More evidence that private prisons are a scam

Yesterday, the government announced plans to tender for a private company to build a new private prison in South Auckland. The government's argument for this is that private prisons are cheaper. Today, the Herald reports a new study of Florida's private prisons has found no evidence that that is the case.

The actual report - Are Florida's Private Prisons Keeping Their Promises? by the Florida Centre for Fiscal and Economic Policy - is here [PDF]. It notes that while there is a difference in headline annual incarceration costs - $17,216 for a private prison vs $18,980 for a public facility - this cost is largely the result of private prisons being newer and handling lower-security inmates. If the government built a new low-security prison, it would receive those "savings" too. Beyond that, it finds that the procurement process means that it is very difficult to determine what, if any, savings are being delivered; there are no actual costs computed for parts of the public system, so they just can't tell if the legally required 7% saving is being delivered or not.

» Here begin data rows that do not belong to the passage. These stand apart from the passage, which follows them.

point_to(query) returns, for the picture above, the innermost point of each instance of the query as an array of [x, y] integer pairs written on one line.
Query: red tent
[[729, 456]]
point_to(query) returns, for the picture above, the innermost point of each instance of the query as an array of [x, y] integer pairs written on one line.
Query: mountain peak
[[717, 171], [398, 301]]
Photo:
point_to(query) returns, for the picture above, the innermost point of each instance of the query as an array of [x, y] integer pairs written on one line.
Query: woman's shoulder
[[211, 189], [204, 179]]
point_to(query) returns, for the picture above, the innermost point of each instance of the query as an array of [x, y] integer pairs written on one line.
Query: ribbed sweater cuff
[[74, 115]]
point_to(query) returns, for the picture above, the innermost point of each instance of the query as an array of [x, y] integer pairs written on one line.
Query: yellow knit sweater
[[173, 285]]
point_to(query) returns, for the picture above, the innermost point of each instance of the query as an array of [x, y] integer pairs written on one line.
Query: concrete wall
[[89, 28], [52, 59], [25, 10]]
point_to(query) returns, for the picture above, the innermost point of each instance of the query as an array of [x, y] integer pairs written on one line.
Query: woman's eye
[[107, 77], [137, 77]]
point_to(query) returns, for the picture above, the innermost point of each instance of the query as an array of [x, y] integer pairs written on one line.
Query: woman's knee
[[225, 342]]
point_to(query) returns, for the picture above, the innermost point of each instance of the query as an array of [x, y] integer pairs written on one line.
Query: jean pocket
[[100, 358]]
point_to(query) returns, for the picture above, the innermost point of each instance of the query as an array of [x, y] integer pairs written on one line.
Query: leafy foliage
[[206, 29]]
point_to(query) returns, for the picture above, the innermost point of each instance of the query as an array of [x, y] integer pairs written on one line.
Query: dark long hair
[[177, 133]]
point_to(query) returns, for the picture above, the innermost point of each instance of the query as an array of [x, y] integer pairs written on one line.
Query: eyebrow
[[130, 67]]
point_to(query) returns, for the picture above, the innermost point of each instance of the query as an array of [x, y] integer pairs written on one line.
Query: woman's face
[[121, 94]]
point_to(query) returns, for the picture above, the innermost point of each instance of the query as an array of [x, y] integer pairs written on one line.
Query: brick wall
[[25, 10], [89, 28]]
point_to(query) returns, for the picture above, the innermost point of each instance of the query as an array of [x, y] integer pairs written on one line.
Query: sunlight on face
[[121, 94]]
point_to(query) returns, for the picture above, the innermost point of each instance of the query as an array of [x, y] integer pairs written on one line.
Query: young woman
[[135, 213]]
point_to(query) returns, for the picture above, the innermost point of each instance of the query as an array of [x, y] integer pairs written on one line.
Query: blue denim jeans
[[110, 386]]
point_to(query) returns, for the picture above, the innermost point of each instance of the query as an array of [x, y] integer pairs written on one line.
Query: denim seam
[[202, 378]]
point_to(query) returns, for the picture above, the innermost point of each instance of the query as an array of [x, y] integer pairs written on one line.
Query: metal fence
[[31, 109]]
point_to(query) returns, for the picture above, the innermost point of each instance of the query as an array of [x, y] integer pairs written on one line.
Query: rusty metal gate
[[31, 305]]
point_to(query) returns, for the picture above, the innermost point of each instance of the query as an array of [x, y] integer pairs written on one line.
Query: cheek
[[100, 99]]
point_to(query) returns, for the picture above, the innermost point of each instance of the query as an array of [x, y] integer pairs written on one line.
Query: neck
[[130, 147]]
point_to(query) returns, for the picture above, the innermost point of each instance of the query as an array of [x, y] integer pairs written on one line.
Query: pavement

In addition to that, the report finds no evidence that private prisons reduce recidivism. According to a 2003 report from the Florida Department of Corrections, there were "no statistically significant differences in recidivism rates were found between public and private inmate groups" and "no empirical justification for the policy argument that private prisons reduce recidivism better than public prisons". So much for the government's second argument.

These findings are consistent with those for PPP projects in general. The CTU yesterday highlighted a study by the Independent in the UK, which found that the UK government was massively overpaying for assets through the Public Finance Initiative, paying £262 billion for assets with a capital value of only £55 billion. PFI investors are making out like bandits, making huge (17 to 23 percent) rates of return, by funding projects which could have been built cheaper with public money. Rather than saving money, PPPs are simply wasteful exercises in corporate welfare, another way of looting the state and transferring wealth from the many to the few. And rather than expanding such arrangements to schools and hospitals, we should be banning them - because in every case, the public is the loser.